スコールのあけた空、夕焼けを背にしたタージはそれはそれは綺麗で…といきたいのですが、タージの周囲に何もないため縮尺がまったくわからず、建物としてあまりに均整が取れているため、まるで絵はがきを見ているようで、現実感があまりありませんでした。多分帰ってから写真を見たときのほうがしっくりくるのでしょう。
というわけで、多くの観光客がもっぱら写真をとることに専念していました。僕はなんともなしに彼らの様子を眺めていたのですが、玉ねぎ状のドームの頂上の塔の部分をつまみあげるような格好で写真を撮る人々があまりに多いことに、だんだんと腹が立ってきました。憤り、といってもいい感情です。どこかで見た光景だな、と思っているうち、自転車旅行で訪れたピサの斜塔で見た、斜塔を支えるような格好で写真を撮っていた人々のことだと思い当たり、彼らを思い出してますます腹が立ってきました。そんな風に、市場で玉ねぎを調べるみたいにつまみあげるだなんて。不当に貶められた歴史のことを思って、単なる一観光客である僕は勝手に腹を立て続けました。アーグラーはうんこです。
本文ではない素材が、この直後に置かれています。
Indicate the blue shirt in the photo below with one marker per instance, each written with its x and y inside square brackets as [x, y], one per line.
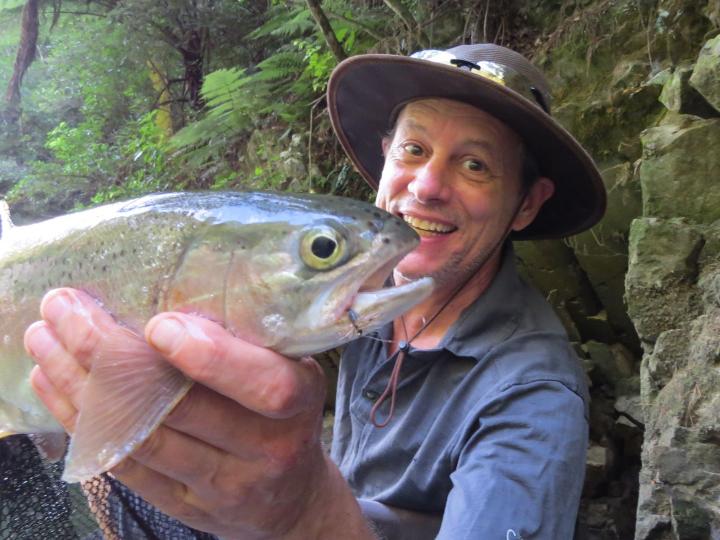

時間がないので、よくわからない文章になってしまいました。今日から旅立つ朋友から、「もっと旅のことを書け」と言われ、いま訪れているヴァラナシのことなど書こうと思ったのですが、すみません、また次回にしてください。プシュカルという街で知り合い、親しくなった非常に優秀なコスタリカ人大学院生(建築学専攻)のことや、こちらで買った本のことなども(Spivakが_Postcolonial Reason_などで取り上げているインド人小説家Mahasweta Deviの本を六冊ほど仕入れたので、もしご所望の方がいればこっそり連絡をください。ちなみに内訳は、短編集2冊、中篇1冊、戯曲1冊、批評1冊、それから子供向けの童話1冊(!)です)。
ではまた。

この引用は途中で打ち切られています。